Le 5 mai 1992 à 20h23: la tribune nord de Furiani s’effondre
La rencontre doit avoir lieu à 20h30. La tribune sur laquelle sont massés les supporters commence à bouger. Pour cause: sur les tubes verticaux de la partie arrière, il manque des diagonales de renfort. De plus, ces derniers reposent sur des cales en bois et des parpaings qui ne sont pas scellés. Un quart d’heure avant le début du match, alors que les supporters trépignent d’impatience, le speaker du stade leur demande à ne pas taper des pieds. Bien entendu, personne ne suit les consignes. À 20h23, la tribune s’effondre. À ce moment-là, les caméras de télévision étaient fixées sur la pelouse. Si elles n’ont pas capté la tragédie en direct, les téléspectateurs ont pu entendre le bruit sourd de l’effondrement. Une scène de panique s’ensuit: les spectateurs envahissent la pelouse et les premiers blessés sont pris en charge. Une demi-heure plus tard, l’évacuation du stade est ordonnée. Les hélicoptères de la sécurité civile arrivent à 21h30. Les blessés sont envoyés vers l’hôpital de Bastia, puis de Nice et Marseille.
Procès de la catastrophe de Furiani: une seule condamnation à de la prison ferme
Le bilan officiel de la tragédie est de 18 morts et 2 357 blessés. Parmi les victimes, il y a 4 journalistes: Michel Vivarelli, Jean-Pierre Giudicelli (France Bleu), Jean-Baptiste Dumas (RTL), Michel Mottier (France Inter). Par solidarité envers les personnes décédées, le match ne sera jamais rejoué. La finale de l’épreuve non plus. Le procès de la catastrophe se déroule en 1995. Le directeur de la société Sud-Tribunes Jean-Marie Boimond est condamné à 26 mois de prison ferme et 6 084 € d’amende pour homicides et blessures involontaires.

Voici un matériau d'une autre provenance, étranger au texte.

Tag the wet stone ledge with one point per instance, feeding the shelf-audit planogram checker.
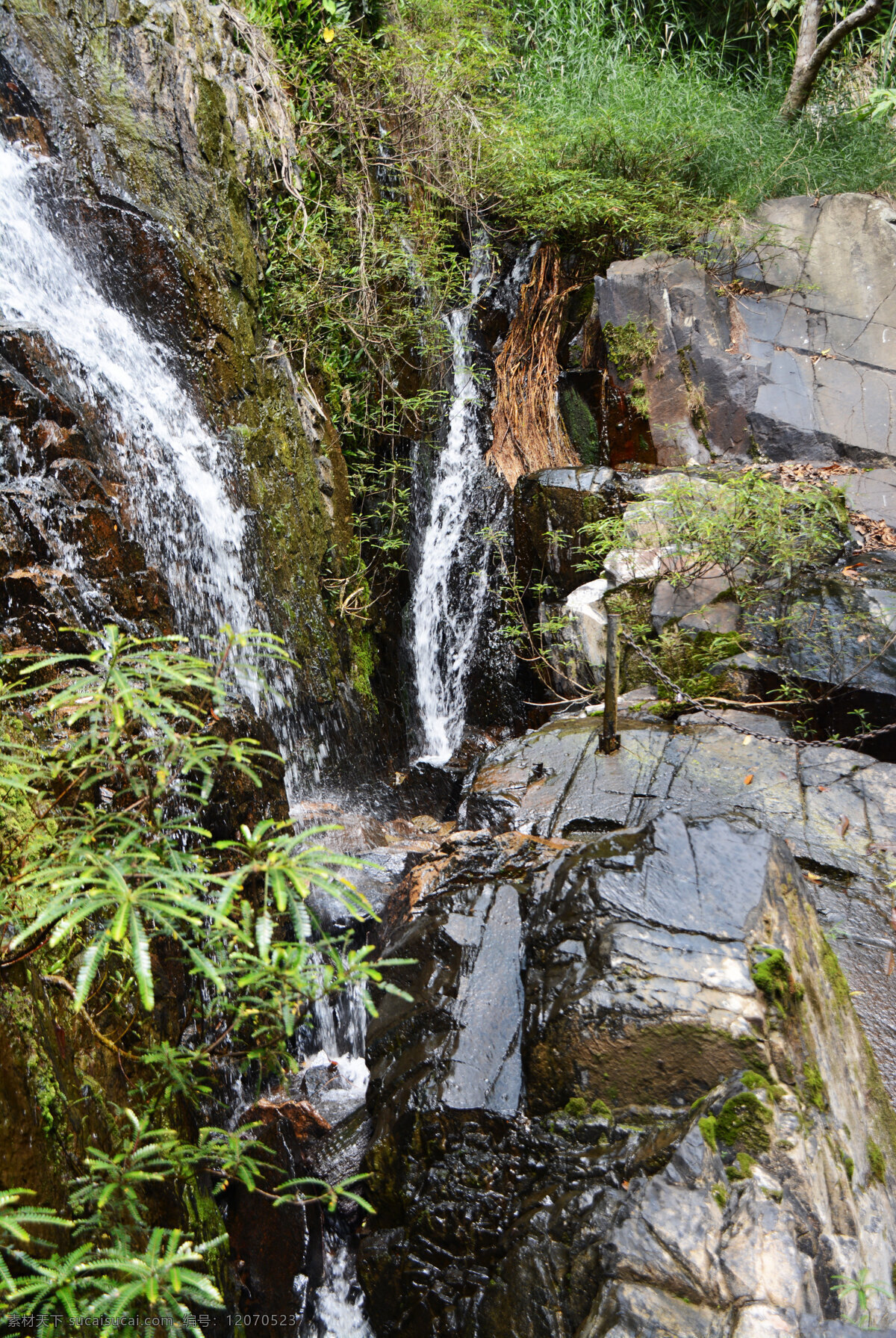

Michel Lorenzi, le vice-président du SC Bastia a écopé de la même peine en première instance. Il a été reconnu coupable d’être à l’origine du faux procès-verbal. Sa peine a été réduite en appel à 10 mois avec sursis et 3 042 € d’amende. Raymond Le Deun, directeur de cabinet du Préfet, a été relaxé en première instance, mais a finalement écopé de 20 mois avec sursis et 6 084 € d’amende en appel.
Au regard de la gravité des faits, les peines semblent quelque peu clémentes. Yves Bartolini, le représentant de la Ligue corse de football, qui avait signé le document autorisant la tenue de la rencontre, a écopé de 10 mois avec sursis en appel. Il ne s’agit pas de se substituer à la justice, mais les familles des victimes regretteront sans doute que les principaux acteurs institutionnels aient échappé à la prison. Il n’y a guère que le président de Sud-Tribunes qui se soit retrouvé derrière les barreaux.